WAZ (Filmkritik)

Die beiden Polizisten Eddie Argo (Stellan Skarsgård) und seine neue Partnerin Helen Westcott (Melissa George) sind auf der Suche nach einem Serienkiller. Dieser Mörder entführt jeweils einen Menschen (sagen wir Person A zu ihr) und eine Person die diesem Menschen am meisten bedeutet = Person B. Sie werden auf zwei Sesseln angebunden, der eine Sessel besitzt einen Hebel der – wenn man ihn umlegt – einen tödlichen Stromstoss durch den zweiten Stuhl fahren lässt. Person A kann jederzeit einem grausamen Schicksal entkommen, indem sie den geliebten Menschen im Stuhl gegenüber einfach umbringt durch Umlegen des Schalters.

Nun wird Person A solange gefoltert, bis sie den Schmerz nicht mehr aushält, und der eigene Überlebensinstinkt und die Angst vor dem Tod stärker werden als die Liebe zu ihrem Gegenüber. Die Opfer dieses grausamen Spiels werden auf öffentlichen Müllplätzen abgeliefert, mit den Buchstaben WAZ in deren Oberkörper geritzt. Zuerst tappen die Polizisten im Dunkeln, doch bald schon liefert der Killer (der eigentlich selber niemals tötet) absichtlich den entscheidenden Hinweis, der Eddie dazu zwingt, sich mit seiner nicht ganz legalen Vergangenheit auseinanderzusetzen.
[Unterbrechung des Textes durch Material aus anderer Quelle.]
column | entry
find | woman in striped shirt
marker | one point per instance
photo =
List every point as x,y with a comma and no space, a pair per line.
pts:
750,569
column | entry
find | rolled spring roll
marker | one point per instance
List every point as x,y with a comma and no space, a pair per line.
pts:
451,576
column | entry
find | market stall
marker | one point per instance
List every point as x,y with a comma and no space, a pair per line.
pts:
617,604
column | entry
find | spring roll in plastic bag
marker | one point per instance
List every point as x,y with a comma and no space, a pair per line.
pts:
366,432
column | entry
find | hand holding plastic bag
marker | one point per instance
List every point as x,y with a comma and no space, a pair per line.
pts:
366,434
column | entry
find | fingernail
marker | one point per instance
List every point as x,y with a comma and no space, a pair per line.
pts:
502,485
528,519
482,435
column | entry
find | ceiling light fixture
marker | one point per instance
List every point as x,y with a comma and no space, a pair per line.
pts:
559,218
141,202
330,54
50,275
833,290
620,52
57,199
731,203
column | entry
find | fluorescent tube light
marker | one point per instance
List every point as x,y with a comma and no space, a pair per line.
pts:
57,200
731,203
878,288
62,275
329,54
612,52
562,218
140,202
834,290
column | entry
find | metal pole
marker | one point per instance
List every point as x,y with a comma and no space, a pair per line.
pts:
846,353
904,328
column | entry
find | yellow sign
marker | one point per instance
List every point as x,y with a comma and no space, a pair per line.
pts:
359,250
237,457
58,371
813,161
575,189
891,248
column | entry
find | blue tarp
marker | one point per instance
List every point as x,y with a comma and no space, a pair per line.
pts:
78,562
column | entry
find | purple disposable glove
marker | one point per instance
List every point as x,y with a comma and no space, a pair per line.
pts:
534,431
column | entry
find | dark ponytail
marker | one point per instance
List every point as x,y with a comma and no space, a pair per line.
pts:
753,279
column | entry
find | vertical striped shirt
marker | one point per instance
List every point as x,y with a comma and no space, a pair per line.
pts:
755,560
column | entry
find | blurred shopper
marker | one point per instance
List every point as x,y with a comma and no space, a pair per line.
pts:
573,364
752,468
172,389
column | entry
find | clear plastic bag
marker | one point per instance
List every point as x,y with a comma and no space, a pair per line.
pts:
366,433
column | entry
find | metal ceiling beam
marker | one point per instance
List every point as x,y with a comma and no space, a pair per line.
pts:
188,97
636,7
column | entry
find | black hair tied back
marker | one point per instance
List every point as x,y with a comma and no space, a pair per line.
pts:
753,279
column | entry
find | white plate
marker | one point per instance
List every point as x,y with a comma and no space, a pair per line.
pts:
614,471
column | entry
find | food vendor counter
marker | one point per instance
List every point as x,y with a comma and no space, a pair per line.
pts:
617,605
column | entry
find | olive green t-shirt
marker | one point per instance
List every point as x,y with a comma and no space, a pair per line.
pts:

W Delta Z oder The Killing Gene wie dieser Film auch genannt wird, ist ein aktueller Vetreter des Killerthrillergenres. Der Film spielt meistens in der Nacht, die Farben wirken fahl, keiner der Charaktere würde jemals darn denken auch nur ansatzweise zu lächeln.
Zur genretypischen Düsterkeit passt auch die eingeführte Mythologie sehr gut. Die W Delta Z Formel bezieht sich nämlich auf unsere selbstsüchtigen Gene.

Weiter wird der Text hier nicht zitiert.